Se me olvidaba decir que es que en mí también habita el monstruo. Él pensaba que Jon Bilbao era de ese tipo de escritor novísimo que había tenido la suerte de dar con un filón de frikis deseosos de ser los primeros en haber descubierto un becerro de oro. Pero mi experiencia me viene demostrando que los de la editorial Salto de Página no yerran el tiro. Y como equivocarse es de tontos, pues ahí estaba yo, ciego en el país de los tuertos, teniendo que rectificar mi nulo punto de vista al atisbar una escritura contundente, cuyo paso siguiente consiste en afianzar el anterior, un discurso narrativo al servicio, nada más y nada menos, que de un contador de historias. Al final, ocho relatos casi a escala 1:1. Y eso porque los relatos se van desplegando con una lentitud geológica y necesaria; con una extensión que no invita a ninguna relectura, pero suficiente; palpables y reales como ese vecino que saca la basura a deshoras.
Creo que era Ángel Zapata citando a alguien, quien decía que en los relatos de ahora no se come. Que en la literatura del XIX se comía, y había placer en ello. En el libro de Bilbao se come, sobre todo mucho cordero, y tiene algo de narrador clásico, nada de cocina experimental con platos desecados a base de nitrógeno líquido del tipo “fulanito/a, arquitecto/a de éxito estaba en una encrucijada de su vida en la que si podía ser que sí, iba a ser que sí, y si podía ser que no, iba a ser que no y por eso puso agua de por medio iniciando una nueva vida en el minimalista apartamento neoyorkino del edificio Dakota…” Nada de esa nata montada que con la facilidad que procura la ósmosis inversa se disuelve en las papilas gustativas sin dejar rastro. “Y qué le voy a hacer, si me gusta el buen comer…” cantaban los payasos de la tele seguido del “poromponpon, Manuela, poromponpon, Manuelaaaaaa”. Pues eso.

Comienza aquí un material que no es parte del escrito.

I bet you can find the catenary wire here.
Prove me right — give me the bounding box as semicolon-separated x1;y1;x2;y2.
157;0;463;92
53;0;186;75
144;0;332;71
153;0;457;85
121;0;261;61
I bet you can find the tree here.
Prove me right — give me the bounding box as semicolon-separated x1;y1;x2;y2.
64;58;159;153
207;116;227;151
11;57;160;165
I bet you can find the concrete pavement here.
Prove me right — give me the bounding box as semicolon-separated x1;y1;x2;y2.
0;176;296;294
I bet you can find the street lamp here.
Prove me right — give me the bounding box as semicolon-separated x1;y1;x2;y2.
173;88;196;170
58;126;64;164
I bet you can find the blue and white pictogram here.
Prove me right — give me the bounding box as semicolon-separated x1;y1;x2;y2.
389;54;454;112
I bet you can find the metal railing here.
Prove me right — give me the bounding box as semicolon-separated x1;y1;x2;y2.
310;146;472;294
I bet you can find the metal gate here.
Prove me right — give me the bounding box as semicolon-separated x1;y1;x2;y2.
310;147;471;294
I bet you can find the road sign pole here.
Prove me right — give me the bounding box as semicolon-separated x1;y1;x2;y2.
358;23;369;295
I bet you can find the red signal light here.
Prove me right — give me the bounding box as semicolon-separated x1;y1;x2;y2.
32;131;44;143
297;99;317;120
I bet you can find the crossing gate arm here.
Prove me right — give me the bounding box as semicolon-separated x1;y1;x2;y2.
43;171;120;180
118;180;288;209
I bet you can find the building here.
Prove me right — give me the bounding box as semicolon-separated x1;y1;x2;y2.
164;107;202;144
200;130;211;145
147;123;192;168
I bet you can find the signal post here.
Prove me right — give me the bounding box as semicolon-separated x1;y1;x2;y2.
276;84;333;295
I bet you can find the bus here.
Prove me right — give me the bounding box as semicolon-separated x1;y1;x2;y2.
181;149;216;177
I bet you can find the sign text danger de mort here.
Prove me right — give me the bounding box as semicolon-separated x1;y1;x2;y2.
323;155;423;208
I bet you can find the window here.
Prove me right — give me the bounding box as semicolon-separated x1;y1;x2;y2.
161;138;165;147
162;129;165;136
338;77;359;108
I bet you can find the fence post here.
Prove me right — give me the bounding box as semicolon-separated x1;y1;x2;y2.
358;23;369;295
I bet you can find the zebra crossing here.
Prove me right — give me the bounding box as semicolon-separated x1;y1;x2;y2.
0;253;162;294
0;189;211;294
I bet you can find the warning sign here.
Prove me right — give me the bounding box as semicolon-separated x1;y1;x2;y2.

Bueno, me he equivocado. “Belígero”, si es de ese tipo, pero solo en cuanto a la protagonista: chica de la tele que debe andar bastante hastiada del éxito busca rincón apartado donde encontrar su camino de iniciación como yogui. Y también de paso quiere entrar en comunión con la naturaleza a través de un zorro que la desquicia, dando la razón al acervo popular japonés que trata al zorro como un animal maléfico que vuelve locas a las personas. Pero hace demasiado frío, y estos labriegos son todos unos gárrulos que quieren matar a mi zorrito, el mío, porque ha hociconeado en el corral de una abuela sorda. Yo, que ahora soy una ecologista furibunda con delirios de conexión cósmica lo voy a salvar. No me estoy mofando del relato. Es así de poliédrico: uno lo puede contar de esa guisa, a costa de la pija, sombra del urbanita cargado de soplapolleces que cuando llega al campo quiere poner a comer latas de conserva a quien siempre se ha tenido que ganar el sustento. Lo otro, la atmósfera, las pequeñas señales equívocas o ruido de fondo, brindan una lectura inquietante, el lector muy pronto empieza a querer atar la gavilla de sus barruntos y termina equivocándose de cabo a rabo, y termina con el rabo entre las piernas humillado por ese “savoir faire” y reconociendo las facultades de trilero con clase que luce el escritor, capaz de tensionar nuestros nervios, y eso sin ser un relato de suspense ni de misterio. Un combinado cuyo final da para pensar un rato: ¿somos así, y con este tipo de gente, cuya cordura pende de un hilo tenemos que convivir? Es extraño que no pasen más cosas. Hasta dios está loco y la virgen tira piedras.
“Los espías” es anterior, el que abre el libro, y el primero de esta serie de tres en que la normalidad de los personajes “normales” es una falacia. Pero aquí el juego es todavía más sutil. Es casi al final cuando nos vemos obligados a recomponer la pose, rápidamente tenemos que hacer permutaciones binarias. ¿Cuál es la combinación ganadora? Espiador-espiado, espiado-espiador, espiador-espiador… Porque claro, ya el lector había juzgado, tenía repartidos los papeles entre los buenos y los malos y de pronto su verdad era un castillo de naipes donde habitan un par de neuróticos. Jon Bilbao sabe lo que interesa: queremos personajes cercanos a nuestra cotidianeidad, con una sencillez vecinal, y sobre todo y por encima de todo, saber tanto tantísimo de ellos que quepamos en ellos para vestirnos su traje.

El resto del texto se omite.